Recognition introduced Bosnia into the international system and opened institutional channels such as diplomacy, UN mechanisms, and global conventions. Admission to the UN is a prerequisite for meaningful international action and protection. In Bosnia’s case, recognition enabled access to aid, peacekeeping missions, and international justice, including war crimes prosecutions. Unlike Palestine, Bosnia had U.S. administration support, led by President Bill Clinton, who after long negotiations brokered a peace deal in 1995. The accord was signed too late — a couple of months after Bosnian Serbs butchered more than 8,000 Muslim men and boys in Srebrenica, and international experts flew in to dig out body parts from hundreds of mass graves. Hundreds remain unidentified three decades later. Bosnia never recovered from its bloody past.
This week, despite U.S. and Israeli objections, and amid war and genocide in Gaza, several major powers recognized the State of Palestine, with officials expressing hope that their decision will help a population starved, bombarded, and displaced in full view of the world for nearly two years. These moves strengthen Palestine’s political and moral standing globally, paving the way for opening diplomatic missions and making use of international institutions. But formal UN membership requires a Security Council recommendation where powers such as the U.S. hold veto power. It does seem that when the international community is unable to stop the bloodshed, it turns to the question of recognition. In Palestine’s case, world powers have been unable to put enough pressure on Israeli Prime Minister Benjamin Netanyahu to sign a ceasefire deal. No matter what they offer, Israel appears determined to pursue its agenda — and after killing more than 50,000 people, to ethnically cleanse the territory and force Palestinians who survived snipers and starvation from their homes.
Bosnia was admitted to the UN while inheriting the formal state framework of the former Yugoslavia. Palestine has been recognized by more than 130 countries, and today’s recognitions serve less as legal formalities and more as geopolitical signals by Western governments directed at Israel’s policies, meant to breathe new life into the two-state solution.

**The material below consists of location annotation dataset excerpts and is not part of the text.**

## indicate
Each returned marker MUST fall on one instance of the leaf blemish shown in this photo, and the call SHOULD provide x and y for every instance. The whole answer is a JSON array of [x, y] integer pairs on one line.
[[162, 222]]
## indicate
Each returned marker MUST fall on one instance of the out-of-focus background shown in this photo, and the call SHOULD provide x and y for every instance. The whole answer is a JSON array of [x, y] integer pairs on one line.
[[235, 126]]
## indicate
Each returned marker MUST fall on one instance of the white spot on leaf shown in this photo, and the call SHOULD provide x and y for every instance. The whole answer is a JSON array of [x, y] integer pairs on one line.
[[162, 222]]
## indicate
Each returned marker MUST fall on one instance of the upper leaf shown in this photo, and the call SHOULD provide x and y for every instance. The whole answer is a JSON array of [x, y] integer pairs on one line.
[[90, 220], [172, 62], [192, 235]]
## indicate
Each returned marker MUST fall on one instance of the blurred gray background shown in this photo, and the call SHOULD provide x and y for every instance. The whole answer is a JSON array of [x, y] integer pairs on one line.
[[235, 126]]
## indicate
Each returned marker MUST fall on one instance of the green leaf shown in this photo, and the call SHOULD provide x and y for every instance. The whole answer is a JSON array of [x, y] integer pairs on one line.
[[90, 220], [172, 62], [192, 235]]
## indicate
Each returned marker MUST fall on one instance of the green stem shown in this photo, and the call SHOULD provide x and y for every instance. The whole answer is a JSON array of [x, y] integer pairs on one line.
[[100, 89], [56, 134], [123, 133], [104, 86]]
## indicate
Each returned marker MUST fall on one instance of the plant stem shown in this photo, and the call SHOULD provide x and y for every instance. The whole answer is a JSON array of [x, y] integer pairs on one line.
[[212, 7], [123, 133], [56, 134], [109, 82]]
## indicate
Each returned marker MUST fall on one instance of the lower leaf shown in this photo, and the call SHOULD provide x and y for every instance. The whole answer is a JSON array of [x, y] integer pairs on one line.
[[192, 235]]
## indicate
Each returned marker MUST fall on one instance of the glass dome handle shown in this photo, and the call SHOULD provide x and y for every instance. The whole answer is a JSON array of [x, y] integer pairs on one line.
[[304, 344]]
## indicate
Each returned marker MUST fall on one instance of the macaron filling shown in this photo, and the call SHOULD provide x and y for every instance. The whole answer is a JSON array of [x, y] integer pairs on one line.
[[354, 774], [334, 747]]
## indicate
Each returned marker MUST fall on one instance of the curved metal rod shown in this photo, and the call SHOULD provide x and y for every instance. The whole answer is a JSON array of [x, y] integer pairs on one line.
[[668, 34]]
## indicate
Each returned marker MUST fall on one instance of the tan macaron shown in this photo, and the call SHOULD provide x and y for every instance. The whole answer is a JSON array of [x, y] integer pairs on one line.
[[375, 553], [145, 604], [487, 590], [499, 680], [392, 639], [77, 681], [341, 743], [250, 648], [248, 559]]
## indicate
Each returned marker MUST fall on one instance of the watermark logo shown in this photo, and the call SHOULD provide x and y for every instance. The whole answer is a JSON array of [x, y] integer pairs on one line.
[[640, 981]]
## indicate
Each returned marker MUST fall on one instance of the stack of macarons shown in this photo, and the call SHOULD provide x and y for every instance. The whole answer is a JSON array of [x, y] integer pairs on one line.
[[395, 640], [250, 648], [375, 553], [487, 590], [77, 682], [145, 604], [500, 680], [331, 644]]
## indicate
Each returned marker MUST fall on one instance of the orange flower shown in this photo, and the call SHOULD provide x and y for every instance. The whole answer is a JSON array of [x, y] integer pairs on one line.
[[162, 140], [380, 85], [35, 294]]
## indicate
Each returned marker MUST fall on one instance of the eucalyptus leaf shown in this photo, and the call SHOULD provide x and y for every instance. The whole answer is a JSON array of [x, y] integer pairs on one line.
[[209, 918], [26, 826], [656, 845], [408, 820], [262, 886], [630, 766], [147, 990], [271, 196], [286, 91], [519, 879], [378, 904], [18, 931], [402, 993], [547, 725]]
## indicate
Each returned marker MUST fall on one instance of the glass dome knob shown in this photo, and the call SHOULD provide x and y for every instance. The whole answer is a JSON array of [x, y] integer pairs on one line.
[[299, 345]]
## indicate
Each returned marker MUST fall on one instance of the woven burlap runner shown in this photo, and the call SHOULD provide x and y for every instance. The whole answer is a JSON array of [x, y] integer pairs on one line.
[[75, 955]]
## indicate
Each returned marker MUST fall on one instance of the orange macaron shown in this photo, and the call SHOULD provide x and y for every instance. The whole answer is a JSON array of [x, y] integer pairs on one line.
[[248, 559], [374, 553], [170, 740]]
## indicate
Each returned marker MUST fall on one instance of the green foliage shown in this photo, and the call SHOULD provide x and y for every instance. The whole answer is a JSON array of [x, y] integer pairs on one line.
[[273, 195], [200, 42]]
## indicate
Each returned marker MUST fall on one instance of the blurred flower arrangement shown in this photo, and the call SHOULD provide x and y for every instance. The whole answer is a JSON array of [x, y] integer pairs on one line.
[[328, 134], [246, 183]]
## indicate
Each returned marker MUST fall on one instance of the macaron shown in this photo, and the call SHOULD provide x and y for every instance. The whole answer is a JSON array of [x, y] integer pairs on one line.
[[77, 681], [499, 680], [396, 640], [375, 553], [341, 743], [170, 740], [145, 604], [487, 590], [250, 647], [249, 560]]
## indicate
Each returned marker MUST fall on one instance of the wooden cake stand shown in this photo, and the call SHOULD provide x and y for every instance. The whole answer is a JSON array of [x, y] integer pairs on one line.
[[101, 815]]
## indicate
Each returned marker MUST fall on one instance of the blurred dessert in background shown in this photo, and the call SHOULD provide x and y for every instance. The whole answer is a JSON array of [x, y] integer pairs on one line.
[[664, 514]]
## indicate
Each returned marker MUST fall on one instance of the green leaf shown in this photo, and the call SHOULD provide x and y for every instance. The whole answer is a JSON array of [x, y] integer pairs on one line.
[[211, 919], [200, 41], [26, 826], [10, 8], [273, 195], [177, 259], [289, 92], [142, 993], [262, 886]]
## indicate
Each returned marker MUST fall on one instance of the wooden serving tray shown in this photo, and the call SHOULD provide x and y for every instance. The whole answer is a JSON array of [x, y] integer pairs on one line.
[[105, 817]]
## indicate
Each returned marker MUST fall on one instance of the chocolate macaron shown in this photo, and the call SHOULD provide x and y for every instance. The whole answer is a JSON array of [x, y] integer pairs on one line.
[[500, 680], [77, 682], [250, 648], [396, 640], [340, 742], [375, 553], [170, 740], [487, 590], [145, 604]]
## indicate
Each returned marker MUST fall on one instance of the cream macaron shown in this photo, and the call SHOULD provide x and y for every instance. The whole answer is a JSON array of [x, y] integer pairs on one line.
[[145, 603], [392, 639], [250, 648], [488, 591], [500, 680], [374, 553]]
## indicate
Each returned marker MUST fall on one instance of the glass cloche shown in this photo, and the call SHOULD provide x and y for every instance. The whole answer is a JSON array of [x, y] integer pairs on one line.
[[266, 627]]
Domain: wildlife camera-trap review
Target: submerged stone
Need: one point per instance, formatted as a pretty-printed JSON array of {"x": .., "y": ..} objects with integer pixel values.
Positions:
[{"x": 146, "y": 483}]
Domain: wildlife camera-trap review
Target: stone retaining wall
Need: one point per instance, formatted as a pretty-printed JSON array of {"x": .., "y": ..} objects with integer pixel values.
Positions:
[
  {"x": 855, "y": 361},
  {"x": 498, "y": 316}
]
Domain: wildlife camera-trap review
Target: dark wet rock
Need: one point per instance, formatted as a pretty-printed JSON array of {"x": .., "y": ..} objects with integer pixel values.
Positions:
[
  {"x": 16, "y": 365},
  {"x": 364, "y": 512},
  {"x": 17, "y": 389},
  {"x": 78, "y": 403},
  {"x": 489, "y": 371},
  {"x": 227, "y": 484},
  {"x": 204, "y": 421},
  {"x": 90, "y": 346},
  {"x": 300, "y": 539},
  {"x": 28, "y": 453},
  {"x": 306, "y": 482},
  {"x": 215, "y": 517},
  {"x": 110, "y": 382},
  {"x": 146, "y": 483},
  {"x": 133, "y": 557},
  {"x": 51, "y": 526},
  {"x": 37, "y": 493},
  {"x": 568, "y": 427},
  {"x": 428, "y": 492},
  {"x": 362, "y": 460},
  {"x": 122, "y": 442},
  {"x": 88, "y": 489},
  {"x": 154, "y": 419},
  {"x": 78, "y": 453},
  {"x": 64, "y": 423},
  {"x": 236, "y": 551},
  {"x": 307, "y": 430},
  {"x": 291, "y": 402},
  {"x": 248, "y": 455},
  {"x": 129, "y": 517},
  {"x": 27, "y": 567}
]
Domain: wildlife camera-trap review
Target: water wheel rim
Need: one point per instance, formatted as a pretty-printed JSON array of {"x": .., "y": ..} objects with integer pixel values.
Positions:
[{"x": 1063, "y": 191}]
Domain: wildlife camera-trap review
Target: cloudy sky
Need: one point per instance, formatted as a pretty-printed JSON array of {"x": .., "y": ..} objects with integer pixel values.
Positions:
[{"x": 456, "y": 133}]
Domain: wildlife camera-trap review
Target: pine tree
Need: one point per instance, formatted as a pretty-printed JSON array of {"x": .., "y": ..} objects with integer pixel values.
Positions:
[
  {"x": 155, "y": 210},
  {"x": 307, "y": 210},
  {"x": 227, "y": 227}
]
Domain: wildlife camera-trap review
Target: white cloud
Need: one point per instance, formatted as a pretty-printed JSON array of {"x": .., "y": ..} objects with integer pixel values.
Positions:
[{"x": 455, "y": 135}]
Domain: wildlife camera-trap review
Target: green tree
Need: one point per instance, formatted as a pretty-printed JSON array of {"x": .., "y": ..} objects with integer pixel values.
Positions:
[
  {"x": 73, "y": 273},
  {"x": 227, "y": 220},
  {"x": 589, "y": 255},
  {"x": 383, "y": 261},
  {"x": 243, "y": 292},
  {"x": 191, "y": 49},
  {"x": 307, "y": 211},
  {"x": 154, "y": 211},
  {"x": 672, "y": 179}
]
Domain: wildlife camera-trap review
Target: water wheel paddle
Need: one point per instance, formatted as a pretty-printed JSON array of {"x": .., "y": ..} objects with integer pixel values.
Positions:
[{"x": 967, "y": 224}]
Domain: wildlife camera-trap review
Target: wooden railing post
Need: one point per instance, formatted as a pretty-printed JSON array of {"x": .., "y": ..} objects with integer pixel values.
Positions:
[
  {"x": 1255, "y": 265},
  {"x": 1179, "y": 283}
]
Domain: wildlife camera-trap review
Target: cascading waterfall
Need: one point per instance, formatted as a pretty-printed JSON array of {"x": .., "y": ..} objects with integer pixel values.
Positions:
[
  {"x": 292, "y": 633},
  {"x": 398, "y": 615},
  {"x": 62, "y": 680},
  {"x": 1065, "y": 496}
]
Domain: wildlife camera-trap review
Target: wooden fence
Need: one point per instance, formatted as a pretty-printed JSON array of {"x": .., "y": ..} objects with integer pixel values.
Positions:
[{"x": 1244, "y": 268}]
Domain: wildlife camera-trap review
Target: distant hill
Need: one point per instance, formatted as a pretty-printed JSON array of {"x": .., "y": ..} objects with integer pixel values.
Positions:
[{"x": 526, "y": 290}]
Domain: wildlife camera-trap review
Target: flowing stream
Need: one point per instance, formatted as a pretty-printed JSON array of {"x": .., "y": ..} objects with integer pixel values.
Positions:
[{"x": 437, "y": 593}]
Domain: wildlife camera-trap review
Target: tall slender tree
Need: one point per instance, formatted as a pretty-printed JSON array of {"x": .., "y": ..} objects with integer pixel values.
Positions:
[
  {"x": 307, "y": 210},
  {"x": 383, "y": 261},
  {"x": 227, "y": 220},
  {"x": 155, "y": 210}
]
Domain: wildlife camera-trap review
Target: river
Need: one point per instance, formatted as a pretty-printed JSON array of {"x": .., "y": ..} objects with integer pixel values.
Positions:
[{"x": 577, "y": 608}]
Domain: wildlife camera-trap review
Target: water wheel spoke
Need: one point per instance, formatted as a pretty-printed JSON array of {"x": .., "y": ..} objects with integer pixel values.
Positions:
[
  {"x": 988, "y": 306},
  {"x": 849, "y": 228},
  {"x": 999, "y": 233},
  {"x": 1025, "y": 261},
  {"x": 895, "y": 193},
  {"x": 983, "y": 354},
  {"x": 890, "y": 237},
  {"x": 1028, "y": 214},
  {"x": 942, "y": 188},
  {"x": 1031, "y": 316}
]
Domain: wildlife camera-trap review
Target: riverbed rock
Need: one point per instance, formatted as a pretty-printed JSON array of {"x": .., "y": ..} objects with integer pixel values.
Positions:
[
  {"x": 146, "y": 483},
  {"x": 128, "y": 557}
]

The practical implications also diverge. For Bosnia, UN membership accelerated institutional state-building under international oversight and peacekeeping forces. For Palestine, recognition increases political pressure but does not address occupation, borders, or enforcement of international law without broader consensus and a shift in power dynamics on the ground. All this will still need to be addressed once a ceasefire is finally reached.
Still, the decision by the UK, Canada, and Australia is historic and symbolically powerful. It boosts Palestine’s legitimacy, offers diplomatic leverage, and leaves Israel and the U.S. looking more isolated than ever. Yet, as Bosnia’s case reminds us, recognition is only a beginning, not an end. True statehood requires functioning institutions, security, control over territory, and international guarantees of rights. Without those practical foundations, recognition risks remaining a political milestone with limited effect on real sovereignty.
Today, as Britain, Canada, and Australia formally recognize the State of Palestine, we witness a diplomatic moment heavy with history but bounded by reality. State recognition is a moral and political signal: confirmation of identity, a restoration of hope for millions seeking their own homeland, and a new channel for international protection of rights.
But Bosnia’s experience teaches a sobering lesson: recognition is necessary, but never sufficient to stop the killing before it is too late. Bosnia gained a UN seat and international backing, yet war trauma, internal divisions, and the slow building of institutions made recovery a drawn-out process. Palestinians may one day gain legitimacy and access to diplomacy, but without real change on the ground, without secure borders, and without a functional state that controls its own space, recognition will remain a powerful symbol but not a guarantee of freedom.
The real test comes after the words. Will the international community find a way to secure a ceasefire in Gaza and finally stop the killing and persecution of Palestinians? Or will recognition remain a hollow declaration that fails to address the core issues of genocide, occupation, and displacement? If these recognitions are genuine, they must be followed by concrete actions. Only then can recognition mark the beginning of the end of uncertainty, rather than just another page in the diplomatic record. Palestinians don’t have any time left, and hopefully this strong diplomatic push by Western powers will bear fruit.